Le lavoratrici e i lavoratori "non sono più disponibili a tollerare la doppia narrazione che la Fondazione porta avanti oramai da troppi anni: a microfoni accesi - continuano - assistiamo al racconto di un Istituto che gode di ottima salute, tanto da essere indenne anche al taglio strutturale del finanziamento dello Stato da 100 a 85 milioni annuali; a microfoni spenti, invece, la richiesta del personale di vedere riconosciuta in pieno la rivalutazione economica del proprio salario è giudicata insostenibile".
Per i sindacati non è "più rinviabile un confronto diretto tra i propri rappresentanti e gli organi di governo della Fondazione: comitato esecutivo e presidente".

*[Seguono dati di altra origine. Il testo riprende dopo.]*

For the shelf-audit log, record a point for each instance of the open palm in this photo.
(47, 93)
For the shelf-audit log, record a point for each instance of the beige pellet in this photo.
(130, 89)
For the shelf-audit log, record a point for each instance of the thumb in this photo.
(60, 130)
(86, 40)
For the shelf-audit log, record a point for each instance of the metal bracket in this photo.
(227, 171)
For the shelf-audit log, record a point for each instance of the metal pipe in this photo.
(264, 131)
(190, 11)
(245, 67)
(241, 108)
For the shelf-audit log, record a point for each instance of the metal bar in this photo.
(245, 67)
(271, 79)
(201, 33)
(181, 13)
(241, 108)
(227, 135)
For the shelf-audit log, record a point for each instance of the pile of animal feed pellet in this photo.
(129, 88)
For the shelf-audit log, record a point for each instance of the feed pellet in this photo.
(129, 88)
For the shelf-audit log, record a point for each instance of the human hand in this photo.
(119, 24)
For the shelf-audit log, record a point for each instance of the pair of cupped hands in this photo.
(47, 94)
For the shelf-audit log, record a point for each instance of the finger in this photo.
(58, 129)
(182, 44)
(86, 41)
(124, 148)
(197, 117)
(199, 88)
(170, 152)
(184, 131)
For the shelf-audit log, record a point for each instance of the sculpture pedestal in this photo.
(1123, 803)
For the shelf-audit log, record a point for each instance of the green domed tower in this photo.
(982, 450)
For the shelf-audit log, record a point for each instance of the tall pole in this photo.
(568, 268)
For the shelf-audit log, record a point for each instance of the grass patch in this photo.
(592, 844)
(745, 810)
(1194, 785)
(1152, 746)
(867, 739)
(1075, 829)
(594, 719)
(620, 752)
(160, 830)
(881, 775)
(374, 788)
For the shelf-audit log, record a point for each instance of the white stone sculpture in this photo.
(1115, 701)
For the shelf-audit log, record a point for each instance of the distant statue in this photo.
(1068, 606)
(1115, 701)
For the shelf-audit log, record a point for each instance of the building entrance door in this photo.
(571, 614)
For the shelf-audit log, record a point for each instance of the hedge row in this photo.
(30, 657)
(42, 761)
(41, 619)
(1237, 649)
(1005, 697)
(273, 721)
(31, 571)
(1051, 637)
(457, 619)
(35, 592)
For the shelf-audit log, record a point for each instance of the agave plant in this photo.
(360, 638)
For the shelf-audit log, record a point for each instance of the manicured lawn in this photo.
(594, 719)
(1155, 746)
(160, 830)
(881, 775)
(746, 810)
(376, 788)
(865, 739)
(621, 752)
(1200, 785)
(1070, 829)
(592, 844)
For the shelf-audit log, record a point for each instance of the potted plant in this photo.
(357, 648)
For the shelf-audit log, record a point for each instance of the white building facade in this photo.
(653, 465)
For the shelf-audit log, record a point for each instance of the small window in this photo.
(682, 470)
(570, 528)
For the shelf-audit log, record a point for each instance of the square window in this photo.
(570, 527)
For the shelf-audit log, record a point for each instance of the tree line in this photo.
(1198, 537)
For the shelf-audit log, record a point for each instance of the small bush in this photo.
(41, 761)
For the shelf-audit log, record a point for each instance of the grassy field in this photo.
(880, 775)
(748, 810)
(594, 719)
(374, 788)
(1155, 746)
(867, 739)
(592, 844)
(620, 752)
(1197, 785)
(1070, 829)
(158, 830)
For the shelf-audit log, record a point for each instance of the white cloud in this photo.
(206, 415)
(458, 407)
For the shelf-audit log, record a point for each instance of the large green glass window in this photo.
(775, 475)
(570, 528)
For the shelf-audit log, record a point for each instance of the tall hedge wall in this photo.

Le modalità di confronto portate avanti fino ad oggi "sono state del tutto infruttuose: a fronte dello sciopero del 24 marzo che ha portato in piazza 400 lavoratori, Iit con l'ultima proposta ha stanziato appena 100 mila euro di budget in più da investire sul personale. È una cifra inaccettabile considerando che, dalla sua nascita, Iit ha fatto registrare sistematicamente cospicui avanzi di bilancio". Per questo, le organizzazioni sindacali chiedono un incontro con il presidente e il comitato esecutivo entro il 30 giugno.